Ülkemizde de “Doktorlar” adlı bir dizi var, ama 5. sınıf acil tıp stajını yapan öğrencilerimiz “asistoliyi defibrile ettiler” dedikten sonra, seyretmek nasip olmadı. Üstüne üstlük bu bölüm sonrası, TATD olarak gönüllü danışman olma konusundaki teklifimiz de kabul görmedi. Yaşadığımız daha olumsuz durum, ulusal medyanın sağlık haberciliğine bakışı. Son günlerde yine gazetelerde sağlık ile ilgili çok sayıda haber var. Güçlü medya, haber niteliği taşıdığını düşündüğü sansasyonel olayları, kendisinin ve okuyucunun ilgisini çekecek içerikle yayınlamayı tercih ediyor. Yayınlanan bu olayların hemen hepsinin soruşturulduğundan eminim. Bu olaylarda yanlış, hatalı olan uygulamalar olmadığını veya yapılan davranışların tümü ile doğru olduğunu söyleyemem, ancak madalyonun diğer yüzünü de görmek lazım. Soruşturmaların sonuçlarını medyadan duymasak da, birkaçını hatırlamakta ve başka bir pencereden bakmakta yarar var.

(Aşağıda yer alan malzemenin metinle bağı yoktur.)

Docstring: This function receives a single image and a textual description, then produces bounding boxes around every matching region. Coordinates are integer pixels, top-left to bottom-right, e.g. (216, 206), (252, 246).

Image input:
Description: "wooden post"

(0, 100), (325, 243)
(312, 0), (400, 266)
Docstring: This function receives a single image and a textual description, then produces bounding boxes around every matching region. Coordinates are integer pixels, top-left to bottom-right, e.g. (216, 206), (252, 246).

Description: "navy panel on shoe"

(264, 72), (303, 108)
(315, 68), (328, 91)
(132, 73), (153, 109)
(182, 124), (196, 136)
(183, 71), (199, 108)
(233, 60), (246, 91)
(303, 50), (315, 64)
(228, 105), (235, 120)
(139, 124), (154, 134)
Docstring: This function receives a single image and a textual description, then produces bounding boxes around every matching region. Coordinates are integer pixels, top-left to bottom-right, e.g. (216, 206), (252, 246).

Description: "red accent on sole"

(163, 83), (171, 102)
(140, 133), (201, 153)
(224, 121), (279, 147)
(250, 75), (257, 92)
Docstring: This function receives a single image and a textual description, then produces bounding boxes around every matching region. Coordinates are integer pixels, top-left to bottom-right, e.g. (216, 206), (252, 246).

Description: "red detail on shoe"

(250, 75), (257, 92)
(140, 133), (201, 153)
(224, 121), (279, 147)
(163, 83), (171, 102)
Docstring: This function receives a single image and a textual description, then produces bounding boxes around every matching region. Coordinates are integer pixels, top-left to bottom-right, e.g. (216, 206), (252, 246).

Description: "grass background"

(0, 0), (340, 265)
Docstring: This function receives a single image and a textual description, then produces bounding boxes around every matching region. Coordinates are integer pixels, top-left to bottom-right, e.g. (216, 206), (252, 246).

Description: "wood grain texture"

Örneğin; acil servis önünde sedye üzerinde yatan hasta görüntüsü, hastaneye yatış endikasyonunu belirleyebiliyor. Hasta yakınları gelir gelmez Uğur Dündar’ı hastaneye çağırmakla hekimi tehdit ediyor. Acil serviste hekimlere saldırı haberi, aslında çalışanları sonraki olaylardan korumuyor. Bilakis hasta ve yakınlarının davranışlarını daha olumsuz yönde etkiliyor. Ancak hiç kimse çıkıp, neden bu ülkede bir yılda 50 milyondan fazla insanın acil servislerde bakım almak zorunda olduğunu sorgulamıyor.

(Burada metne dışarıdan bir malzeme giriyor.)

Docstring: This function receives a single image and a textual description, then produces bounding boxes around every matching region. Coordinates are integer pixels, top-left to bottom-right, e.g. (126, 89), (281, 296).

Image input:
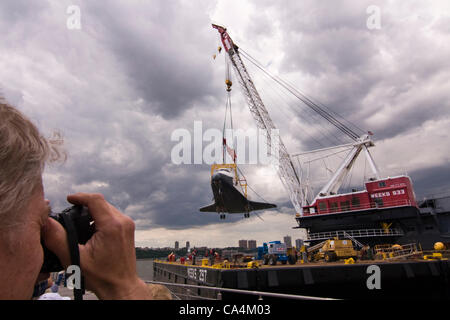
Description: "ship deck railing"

(307, 228), (404, 240)
(145, 280), (339, 301)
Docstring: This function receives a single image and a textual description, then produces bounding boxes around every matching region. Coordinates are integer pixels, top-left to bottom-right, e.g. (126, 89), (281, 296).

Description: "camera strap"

(62, 214), (84, 300)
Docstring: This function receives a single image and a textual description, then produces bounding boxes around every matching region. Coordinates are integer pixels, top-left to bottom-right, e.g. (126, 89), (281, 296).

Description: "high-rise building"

(239, 240), (248, 249)
(283, 236), (292, 247)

Geç kaldı diye ambulans personeline saldırılıyor. Ancak bu ülkede, 112 Acil Yardım ambulansları personeli tarafından yılda bir milyondan fazla kişiye müdahale edilip naklinin gerçekleştiği, hatta olguya ulaşma süresinin birçok gelişmiş ülkenin ortalamasının altında olduğu vurgulanmıyor. Kapısı açılıp sedyenin düşüş görüntüleri dakikalarca tekrarlanıyor, ülkenin en saygın haber kanallarından birisi haberin sonunda “İşte ülkemizde insan sağlığına gösterilen önem bu kadar” diye haberi sonlandırıyor. Sonrası açık… Her giden ambulans geç kalmış oluyor.

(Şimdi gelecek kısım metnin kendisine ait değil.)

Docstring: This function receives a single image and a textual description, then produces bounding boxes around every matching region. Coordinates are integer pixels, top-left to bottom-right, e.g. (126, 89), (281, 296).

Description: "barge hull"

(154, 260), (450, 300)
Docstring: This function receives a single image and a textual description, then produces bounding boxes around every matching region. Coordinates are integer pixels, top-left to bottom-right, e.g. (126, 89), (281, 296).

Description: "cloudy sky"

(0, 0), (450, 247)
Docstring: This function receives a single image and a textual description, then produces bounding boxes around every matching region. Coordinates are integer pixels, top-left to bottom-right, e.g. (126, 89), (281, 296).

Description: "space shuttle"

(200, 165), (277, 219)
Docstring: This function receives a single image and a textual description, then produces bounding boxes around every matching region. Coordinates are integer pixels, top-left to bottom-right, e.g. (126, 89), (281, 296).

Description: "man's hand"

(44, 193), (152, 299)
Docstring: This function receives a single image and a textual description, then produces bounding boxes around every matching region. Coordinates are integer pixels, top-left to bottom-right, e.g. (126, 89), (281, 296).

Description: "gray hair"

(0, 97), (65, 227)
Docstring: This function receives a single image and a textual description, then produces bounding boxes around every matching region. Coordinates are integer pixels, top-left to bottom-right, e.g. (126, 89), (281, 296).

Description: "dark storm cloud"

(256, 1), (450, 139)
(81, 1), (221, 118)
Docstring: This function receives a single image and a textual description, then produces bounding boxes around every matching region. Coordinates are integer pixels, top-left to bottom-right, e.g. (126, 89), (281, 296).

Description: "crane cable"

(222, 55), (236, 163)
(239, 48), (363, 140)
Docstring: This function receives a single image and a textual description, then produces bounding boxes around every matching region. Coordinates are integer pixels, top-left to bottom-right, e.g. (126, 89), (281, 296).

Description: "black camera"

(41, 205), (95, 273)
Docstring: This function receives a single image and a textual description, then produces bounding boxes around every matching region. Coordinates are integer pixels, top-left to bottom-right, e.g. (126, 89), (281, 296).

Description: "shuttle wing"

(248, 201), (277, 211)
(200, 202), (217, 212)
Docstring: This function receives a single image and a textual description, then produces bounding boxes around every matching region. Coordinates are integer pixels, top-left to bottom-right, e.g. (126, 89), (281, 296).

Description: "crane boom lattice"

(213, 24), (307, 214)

Yeşil kartlı hasta protez takılması için özel hastaneye sevk ediliyor. Para istendi diye haber oluyor. Ama sevk eden “numune” hastanesinde neden bu işlem yapılamıyor diye kimse sormuyor.
Sağlık hizmetlerinin daha iyi olmasını istiyorsak, çoğu kez münferit olan olumsuzlukları topluma yansıtmak yerine, yapılan olumlu işleri sunmak, olgular üzerinden haber yerine genel bakış açısı ile sorunların üstüne gitmek çözüm sağlayacaktır. Ya da işini sanat olarak görüp, namusu üzerine ant içerek başlanan saygın mesleğin, onuru kalmayacaktır.